Vera still has a ledger belonging to her father in 1964; indeed the last ledger used before he sold the shop. In the ledger are the names of some of his major village customers, names like:
Milner Davis of 28 High Street, Claude Farey of 5 Royal Oak Lane, Laurie Franklin of Walnut Tree Farm, E Hallworth of 49 High Street, J Thrussell of The Orchard, Little Lane, Philip Walker of Royal Oak Lane & F. Weeden of Cromwell Farm.
A glance at some of the items supplied to one of these in July 1964 gives a measure of the range of items stocked in the hardware shop: Broom head, 4/6d (22p). 2 foot rule, 5/11d (30p). 2 toilet rolls 2/6d (12p). Fly spray 3/9d (18p). Distemper brush 8/0d (40p). A sickle 9/6d (48p). Paraffin lantern 19/6d (98p). 2 tiles 7/0d (35p). Cycle bell 2/0d (10p). Plane £1.15s.0d (£1.75)
Almost every home in Pirton used paint from the shop and relied on Ted for almost all items for decorating their house. There was a great supply of wallpaper pattern books which customers would come in, take home to consider and then return to order from Ted.

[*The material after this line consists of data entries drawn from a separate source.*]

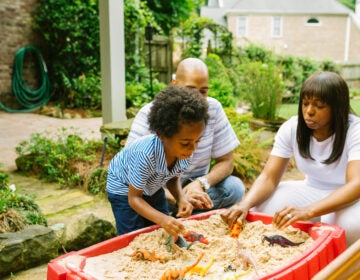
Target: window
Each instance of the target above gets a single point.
(242, 26)
(313, 21)
(277, 27)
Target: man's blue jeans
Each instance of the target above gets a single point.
(127, 219)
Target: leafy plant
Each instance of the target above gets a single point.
(221, 87)
(70, 32)
(54, 161)
(262, 86)
(249, 156)
(17, 210)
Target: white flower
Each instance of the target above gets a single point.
(12, 187)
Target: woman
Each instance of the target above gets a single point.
(325, 141)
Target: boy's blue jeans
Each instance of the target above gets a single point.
(127, 219)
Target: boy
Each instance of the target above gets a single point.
(137, 174)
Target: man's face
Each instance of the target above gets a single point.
(195, 80)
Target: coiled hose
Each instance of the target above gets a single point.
(27, 98)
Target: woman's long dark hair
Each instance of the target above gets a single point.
(331, 89)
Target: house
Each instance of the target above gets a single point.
(320, 29)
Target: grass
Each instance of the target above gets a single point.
(288, 110)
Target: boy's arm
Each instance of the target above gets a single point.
(136, 202)
(184, 206)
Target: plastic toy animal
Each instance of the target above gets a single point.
(280, 240)
(235, 229)
(179, 273)
(246, 258)
(193, 236)
(202, 269)
(175, 245)
(145, 255)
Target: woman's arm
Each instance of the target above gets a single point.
(343, 196)
(261, 189)
(136, 202)
(338, 199)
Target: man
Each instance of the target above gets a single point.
(205, 189)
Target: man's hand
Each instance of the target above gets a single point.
(169, 197)
(196, 195)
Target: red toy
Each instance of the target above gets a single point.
(192, 236)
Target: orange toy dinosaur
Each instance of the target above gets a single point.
(145, 255)
(179, 273)
(202, 269)
(235, 229)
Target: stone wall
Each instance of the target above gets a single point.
(15, 32)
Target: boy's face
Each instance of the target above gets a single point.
(182, 144)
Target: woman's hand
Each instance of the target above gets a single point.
(289, 214)
(184, 209)
(236, 213)
(172, 226)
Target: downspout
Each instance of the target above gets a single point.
(347, 39)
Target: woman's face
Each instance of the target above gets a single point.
(182, 144)
(317, 116)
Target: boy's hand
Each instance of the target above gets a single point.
(172, 226)
(196, 195)
(184, 209)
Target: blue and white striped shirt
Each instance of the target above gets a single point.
(217, 140)
(142, 164)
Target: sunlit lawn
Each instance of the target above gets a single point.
(288, 110)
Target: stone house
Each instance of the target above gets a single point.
(320, 29)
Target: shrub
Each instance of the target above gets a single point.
(65, 158)
(262, 86)
(17, 210)
(220, 85)
(249, 156)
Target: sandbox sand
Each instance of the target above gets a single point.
(223, 248)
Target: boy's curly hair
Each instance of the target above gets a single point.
(175, 105)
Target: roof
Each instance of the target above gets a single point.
(309, 7)
(289, 6)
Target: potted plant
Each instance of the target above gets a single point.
(262, 86)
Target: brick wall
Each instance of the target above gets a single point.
(15, 32)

Vera also recalls another much sought after item from the shop. ‘A lot more villagers used to have allotments in those days. Of course, that was in the days when the present recreation ground was allotments; my father used to loan out a seed drill for them to use. 3d. a time it was to borrow it.’ Ted showed further versatility by mending bicycles.

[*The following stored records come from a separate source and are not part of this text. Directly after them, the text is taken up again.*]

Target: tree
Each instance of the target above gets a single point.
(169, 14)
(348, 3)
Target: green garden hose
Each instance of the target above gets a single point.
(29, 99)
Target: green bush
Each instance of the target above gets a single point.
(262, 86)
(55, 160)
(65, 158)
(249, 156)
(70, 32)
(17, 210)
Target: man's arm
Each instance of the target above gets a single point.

The first years at the shop was at a time before mains water had come to the village. “We used to use the well that is now in Val Guess’ garden. Then when mains water came to the village (in 1935) there was just a standpipe which supplied communal water to those around. We would all go to the tap with our bowls and buckets…that continued for some time before water was put in to each house.
Thus the shop served the village for nearly forty years. Ted died in 1959 and Ruth decided to sell up five years later, in 1964. She moved to nearby 3 Walnut Tree Road. The shop was still doing well enough, but this was a time when more and more people were beginning to go to nearby towns to shop, when rural shops were closing on almost a daily basis. Harold Massam who still lives in the house next door but one to Ted and Ruth’s old shop, remembers a Mr. Peter Davies taking over the shop; ‘ a tall fellow with a stout wife’. Under its new owner the shop continued for just two or three years. It was then converted into a private house where Patricia & John Simpson, now in Nigeria, lived. A photograph of Ruth, who lived to be ninety-nine, at the smart door of the shop with the shop window advertising Aspro and Singers A1 Light tobacco remains a treasured part of Vera’s memories.